Some supplies cut amid gas fight
European Union urges countries to negotiate
MOSCOW – Russia’s natural gas monopoly dramatically cut flows to Europe through Ukraine on Tuesday, sharpening fears of winter fuel shortages.
Despite warnings from the European Union, a pricing dispute between Gazprom and Ukraine showed no signs of letting up even as gas flows dwindled. As the two sides traded accusations and blame, negotiations remained frozen for the sixth day.
Bulgarian authorities said two-thirds of their natural gas supply had been cut off and that consumption would be reduced to ensure provisions for key public facilities such as hospitals and schools. In a dozen other countries, governments said they could compensate with reserves or alternate sources in the short run.
Entrenched haggling over the price Ukraine would pay for Russian gas this year, and how much Moscow would pay Ukraine for allowing gas to cross the territory on pipelines bound for Europe, collapsed on New Year’s Eve. Moscow first halted all gas flows to Ukraine, then began to scale back on European exports via Ukraine, accusing the smaller neighbor of stealing the gas intended for Europe.
The European Union gets about one-quarter of its natural gas from Russia. European customers first experienced a dip in supplies in 2006, when Russia turned off flows to Ukraine in another bout of price disputes. The repeated interruptions have raised anxiety across Europe about the reliability of depending upon Moscow for fuel.
Gazprom officials, who have urged Ukraine to restart negotiations, remained defiant Tuesday. Gazprom Vice President Alexander Medvedev listed Russia as a victim of Ukrainian misdeeds, saying, “Russia, Bulgaria and other Balkan countries have become hostage to Ukraine’s unreasonable behavior.”
Ukrainian officials deny siphoning off any of the European-bound gas, insisting they are tapping reserves to keep the country running. The head of Ukraine’s state energy company was expected in Moscow on Thursday for renewed talks.
The European Commission in Brussels, Belgium and the Czech government, which holds the rotating presidency of the European Union, called the situation “completely unacceptable.”
“Without prior warning and in clear contradiction with the reassurances given by the highest Russian and Ukrainian authorities to the European Union, gas supplies to some EU member states have been substantially cut,” said a statement issued Tuesday. “The Czech EU presidency and the European Commission demand that gas supplies be immediately restored to the EU and that the two parties resume at once negotiations.”

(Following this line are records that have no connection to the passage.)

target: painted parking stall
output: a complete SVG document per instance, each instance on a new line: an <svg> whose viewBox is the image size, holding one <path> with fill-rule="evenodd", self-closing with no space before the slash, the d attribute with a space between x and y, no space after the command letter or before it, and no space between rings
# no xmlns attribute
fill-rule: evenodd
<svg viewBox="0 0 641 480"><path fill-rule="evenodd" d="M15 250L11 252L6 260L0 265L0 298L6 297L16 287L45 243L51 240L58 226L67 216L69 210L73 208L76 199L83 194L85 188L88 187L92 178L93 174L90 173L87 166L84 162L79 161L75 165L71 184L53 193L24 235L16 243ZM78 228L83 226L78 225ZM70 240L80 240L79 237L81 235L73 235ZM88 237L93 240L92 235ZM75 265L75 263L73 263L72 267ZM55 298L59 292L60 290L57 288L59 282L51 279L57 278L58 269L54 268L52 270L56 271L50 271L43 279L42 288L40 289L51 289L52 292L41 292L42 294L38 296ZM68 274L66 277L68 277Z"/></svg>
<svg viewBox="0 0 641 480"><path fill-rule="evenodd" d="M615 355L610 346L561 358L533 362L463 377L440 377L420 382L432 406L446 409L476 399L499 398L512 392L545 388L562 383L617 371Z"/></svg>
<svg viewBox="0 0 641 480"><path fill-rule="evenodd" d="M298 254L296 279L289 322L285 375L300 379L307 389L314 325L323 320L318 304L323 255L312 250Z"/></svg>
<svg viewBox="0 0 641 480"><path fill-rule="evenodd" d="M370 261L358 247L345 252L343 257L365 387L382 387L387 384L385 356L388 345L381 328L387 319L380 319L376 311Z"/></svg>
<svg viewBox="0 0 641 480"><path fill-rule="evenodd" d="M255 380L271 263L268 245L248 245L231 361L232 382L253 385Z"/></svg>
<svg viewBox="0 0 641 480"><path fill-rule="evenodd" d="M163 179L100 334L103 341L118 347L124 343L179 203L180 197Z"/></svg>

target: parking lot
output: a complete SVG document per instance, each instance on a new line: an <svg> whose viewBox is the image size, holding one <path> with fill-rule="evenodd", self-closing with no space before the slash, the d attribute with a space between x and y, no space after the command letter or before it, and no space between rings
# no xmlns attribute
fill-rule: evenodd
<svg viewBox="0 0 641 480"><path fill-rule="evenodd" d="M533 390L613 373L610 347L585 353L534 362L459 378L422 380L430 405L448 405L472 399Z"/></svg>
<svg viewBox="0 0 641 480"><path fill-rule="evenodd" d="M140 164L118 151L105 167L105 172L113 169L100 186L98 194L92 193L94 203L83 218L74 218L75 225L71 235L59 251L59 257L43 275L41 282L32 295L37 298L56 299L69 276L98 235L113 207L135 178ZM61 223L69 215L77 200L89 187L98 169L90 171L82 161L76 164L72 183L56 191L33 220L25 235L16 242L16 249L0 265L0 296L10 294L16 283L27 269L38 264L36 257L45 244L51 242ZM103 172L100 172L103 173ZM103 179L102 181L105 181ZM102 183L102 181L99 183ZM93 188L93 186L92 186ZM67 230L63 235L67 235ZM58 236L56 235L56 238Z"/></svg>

The EU also announced that it would dispatch a delegation to meet with Ukrainian and Gazprom officials.
The standoff is playing out against a backdrop of increasing animosity between economically fragile Ukraine and oil- and gas-rich Moscow. Relations have been particularly tense over Ukraine’s pro-Western government’s ambitions to join NATO, which Russia regards as an encroachment on its border.
Hungary, Slovakia, Romania and Poland had suffered the most, along with Bulgaria, officials at the office of the European commissioner for energy said. But the reduction of the supplies had not reached a critical level.
At a news conference Tuesday, Bulgarian Prime Minister Sergey Stanishev said the morning cutoff had left the nation dependent on its Chiren storage facility, which provides about one-third of the country’s normal daily consumption. He said natural gas supplies for central heating and for public establishments such as hospitals and schools would be a priority for the government.
He said Bulgaria had received no official warning of the termination of the natural gas supplies.
“It is not right to make Bulgaria a hostage in such a conflict,” Stanishev said.